We were curious if BAG3 may be a factor in the increase in tau pathology after TBI because previous research using human tissue and mouse models showed that tau pathology increases after TBI.
In fact, we discovered that BAG3 dysfunction contributes to the breakdown of protein clearance mechanisms that cause tau accumulation in human post-mortem tissue and in mouse models affected by TBI and Alzheimer’s.
Using a new TBI model, research will attempt to validate the association between TBI, BAG3, tau pathology, gliosis, and neurodegeneration. The Closed Head Induced Model of Engineered Rotational Acceleration ( CHIMERA ), or” Closed Head Induced Model of Engineered Rotational Acceleration,” mimics most common mild TBI symptoms in people, Fu said.
Future research will help us better understand how TBI and Alzheimer’s are related biologically, and create novel treatments that can lower the risk of Alzheimer’s disease following a TBI, Fu said.
The research team included scientists from Ohio State, Arizona, New York, West Virginia and Japan.
Funding: This work was supported by the Department of Defense, the National Institute on Aging of the National Institutes of Health, the Ohio State University’s Neurological Research Institute seed grant, and the Ohio State University’s Chronic Brain Injury Discovery Theme.
The authors disclose no conflicts of interest.

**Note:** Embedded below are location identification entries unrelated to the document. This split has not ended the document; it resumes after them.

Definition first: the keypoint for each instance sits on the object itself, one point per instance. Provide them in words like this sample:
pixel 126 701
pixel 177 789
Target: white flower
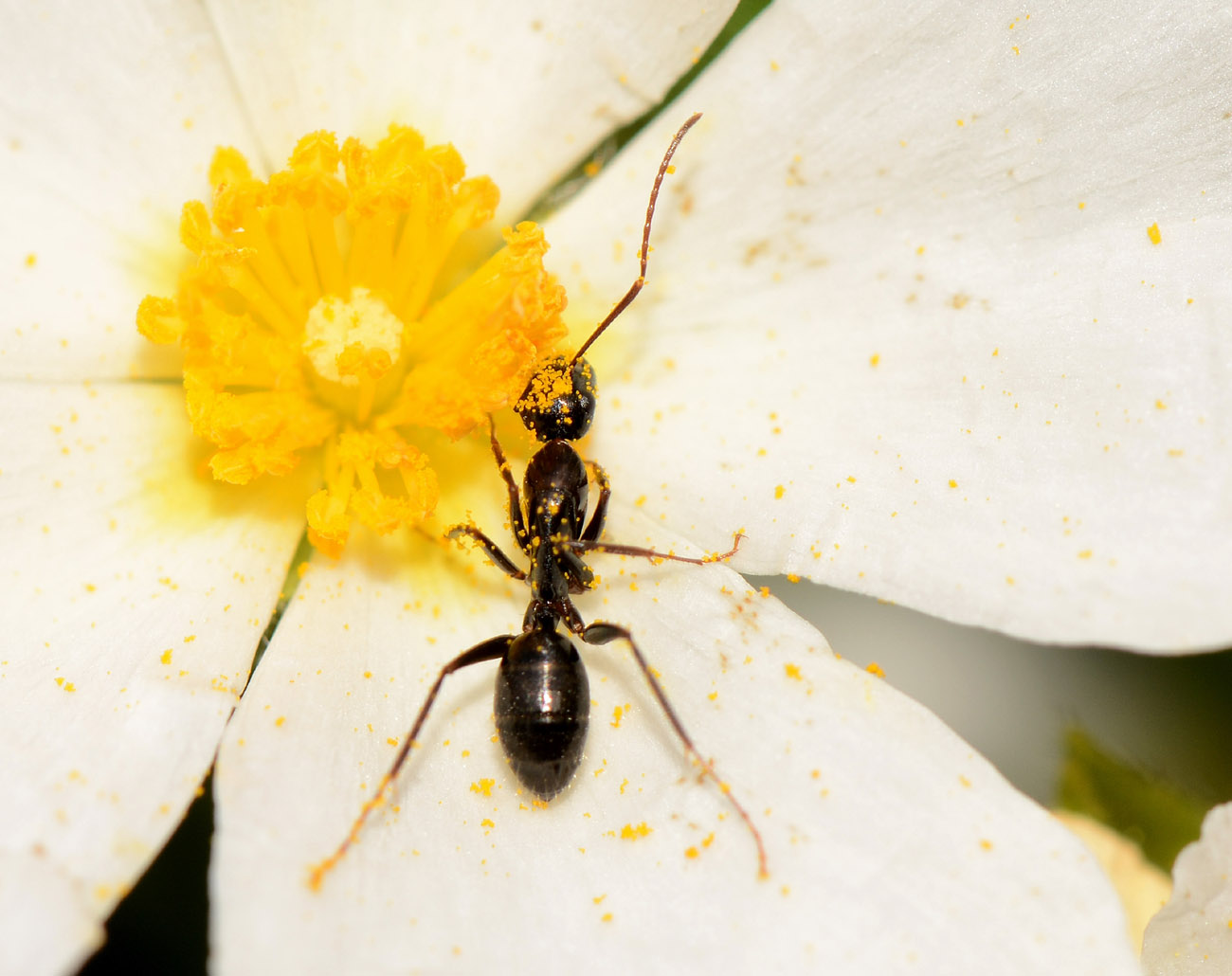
pixel 1193 933
pixel 932 315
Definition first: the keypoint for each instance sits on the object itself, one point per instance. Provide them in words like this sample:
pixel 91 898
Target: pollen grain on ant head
pixel 311 318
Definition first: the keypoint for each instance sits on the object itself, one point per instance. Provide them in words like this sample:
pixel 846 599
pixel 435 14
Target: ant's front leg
pixel 605 492
pixel 493 551
pixel 516 520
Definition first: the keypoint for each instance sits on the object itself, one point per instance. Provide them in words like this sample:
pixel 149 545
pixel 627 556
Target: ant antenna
pixel 645 241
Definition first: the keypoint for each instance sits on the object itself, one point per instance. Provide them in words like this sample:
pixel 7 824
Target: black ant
pixel 542 699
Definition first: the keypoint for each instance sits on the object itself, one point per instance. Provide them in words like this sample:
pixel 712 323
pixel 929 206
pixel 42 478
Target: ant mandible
pixel 542 699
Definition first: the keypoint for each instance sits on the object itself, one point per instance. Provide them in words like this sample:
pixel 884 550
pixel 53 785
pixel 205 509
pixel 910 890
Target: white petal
pixel 134 598
pixel 524 90
pixel 892 847
pixel 112 117
pixel 1193 934
pixel 941 364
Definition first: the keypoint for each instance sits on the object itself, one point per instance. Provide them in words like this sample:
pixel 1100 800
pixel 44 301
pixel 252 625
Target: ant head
pixel 558 402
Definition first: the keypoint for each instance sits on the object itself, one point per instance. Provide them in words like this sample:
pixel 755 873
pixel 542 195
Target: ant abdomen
pixel 542 709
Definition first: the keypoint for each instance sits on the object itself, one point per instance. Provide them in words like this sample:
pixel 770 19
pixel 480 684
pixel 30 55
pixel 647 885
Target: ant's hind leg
pixel 480 652
pixel 598 634
pixel 493 551
pixel 587 545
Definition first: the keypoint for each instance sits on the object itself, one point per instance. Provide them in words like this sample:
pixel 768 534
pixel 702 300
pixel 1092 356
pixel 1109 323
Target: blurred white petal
pixel 134 599
pixel 109 121
pixel 1193 934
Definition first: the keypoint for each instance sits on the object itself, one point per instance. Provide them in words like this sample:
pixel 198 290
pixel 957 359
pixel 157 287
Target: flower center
pixel 309 319
pixel 353 345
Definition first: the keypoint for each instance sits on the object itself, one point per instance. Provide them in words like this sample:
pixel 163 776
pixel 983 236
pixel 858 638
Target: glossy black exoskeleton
pixel 542 696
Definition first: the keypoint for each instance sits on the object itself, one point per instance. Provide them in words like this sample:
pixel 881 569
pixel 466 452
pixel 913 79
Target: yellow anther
pixel 308 320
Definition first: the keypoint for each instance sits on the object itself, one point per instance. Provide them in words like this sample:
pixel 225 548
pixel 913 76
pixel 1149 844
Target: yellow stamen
pixel 309 319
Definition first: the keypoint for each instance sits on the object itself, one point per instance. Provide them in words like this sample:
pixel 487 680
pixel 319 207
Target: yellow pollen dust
pixel 311 319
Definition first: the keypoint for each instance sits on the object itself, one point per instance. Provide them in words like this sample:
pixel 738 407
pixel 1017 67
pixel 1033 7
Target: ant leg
pixel 485 651
pixel 493 551
pixel 516 520
pixel 605 491
pixel 587 545
pixel 598 634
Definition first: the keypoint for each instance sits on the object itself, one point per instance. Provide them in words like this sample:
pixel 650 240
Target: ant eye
pixel 558 402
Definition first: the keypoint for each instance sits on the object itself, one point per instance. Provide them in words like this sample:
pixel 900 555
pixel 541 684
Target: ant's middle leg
pixel 590 545
pixel 599 634
pixel 595 528
pixel 516 520
pixel 480 652
pixel 493 551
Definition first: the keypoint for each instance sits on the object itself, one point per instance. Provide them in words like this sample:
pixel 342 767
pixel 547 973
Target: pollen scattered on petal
pixel 311 319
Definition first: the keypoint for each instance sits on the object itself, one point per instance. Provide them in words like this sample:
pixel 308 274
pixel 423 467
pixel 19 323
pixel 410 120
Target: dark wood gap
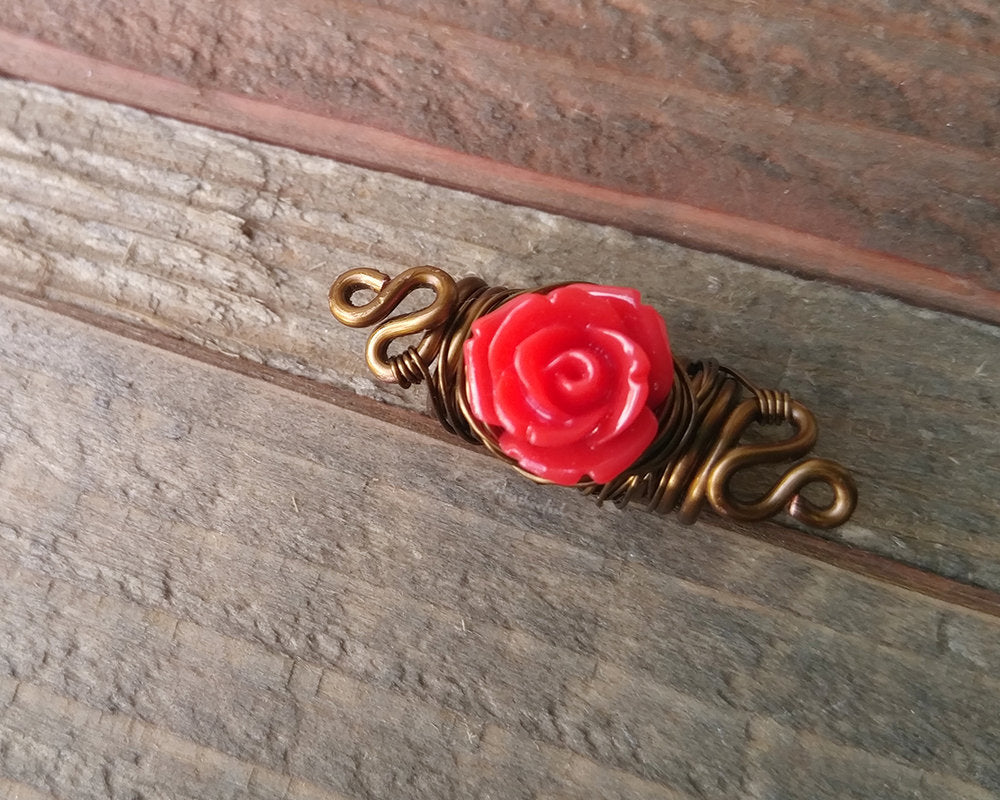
pixel 760 243
pixel 852 559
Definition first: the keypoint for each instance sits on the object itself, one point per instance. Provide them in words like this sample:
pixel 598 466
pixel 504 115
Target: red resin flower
pixel 571 379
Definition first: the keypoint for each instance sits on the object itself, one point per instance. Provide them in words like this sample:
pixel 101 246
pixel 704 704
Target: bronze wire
pixel 696 451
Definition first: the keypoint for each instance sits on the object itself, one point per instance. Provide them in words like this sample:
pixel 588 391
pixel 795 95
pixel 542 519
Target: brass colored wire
pixel 696 452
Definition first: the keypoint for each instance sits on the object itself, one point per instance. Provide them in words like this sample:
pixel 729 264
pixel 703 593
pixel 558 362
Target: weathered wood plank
pixel 864 126
pixel 206 574
pixel 232 244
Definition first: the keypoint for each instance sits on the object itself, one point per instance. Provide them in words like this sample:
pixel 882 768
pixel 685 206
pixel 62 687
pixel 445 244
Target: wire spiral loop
pixel 697 451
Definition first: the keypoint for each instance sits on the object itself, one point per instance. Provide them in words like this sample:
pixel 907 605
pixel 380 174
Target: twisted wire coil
pixel 696 451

About this TBI and Alzheimer’s disease research news
Author: Eileen Scahill
Source: Ohio State University
Contact: Eileen Scahill – Ohio State University
Image: The image is credited to Neuroscience News
Original Research: Open access.
” Neuronal BAG3 attenuates tau hyperphosphorylation, synaptic dysfunction, and cognitive deficits induced by traumatic brain injury via the regulation of autophagy-lysosome pathway” by Hongjun” Harry” Fu et al. Acta Neuropathologica
Abstract
Neuronal BAG3 attenuates tau hyperphosphorylation, synaptic dysfunction, and cognitive deficits induced by traumatic brain injury via the regulation of autophagy-lysosome pathway
Growing evidence supports that early- or middle-life traumatic brain injury ( TBI ) is a risk factor for developing Alzheimer’s disease ( AD ) and AD-related dementia ( ADRD ). Nevertheless, the molecular mechanisms underlying TBI-induced AD-like pathology and cognitive deficits remain unclear.
In this study, we found that a single TBI ( induced by controlled cortical impact ) reduced the expression of BCL2-associated athanogene 3 ( BAG3 ) in neurons and oligodendrocytes, which is associated with decreased proteins related to the autophagy-lysosome pathway ( ALP ) and increased hyperphosphorylated tau ( ptau ) accumulation in excitatory neurons and oligodendrocytes, gliosis, synaptic dysfunction, and cognitive deficits in wild-type ( WT ) and human tau knock-in (hTKI ) mice.
These pathological changes were also found in human cases with TBI histories and exaggerated in human AD cases with TBI.
Autophagic flux was significantly impacted by BAG3 knockdown, while BAG3 overexpression significantly increased it in vitro. A specific overexpression of neuronal BAG3 in the hippocampus reduced AD-like pathology and cognitive deficits in hTKI mice, which are related to increased ALP-related proteins.
Our research suggests that utilizing neuronal BAG3 as a therapeutic approach to preventing or reducing AD-like pathology and cognitive deficits brought on by TBI.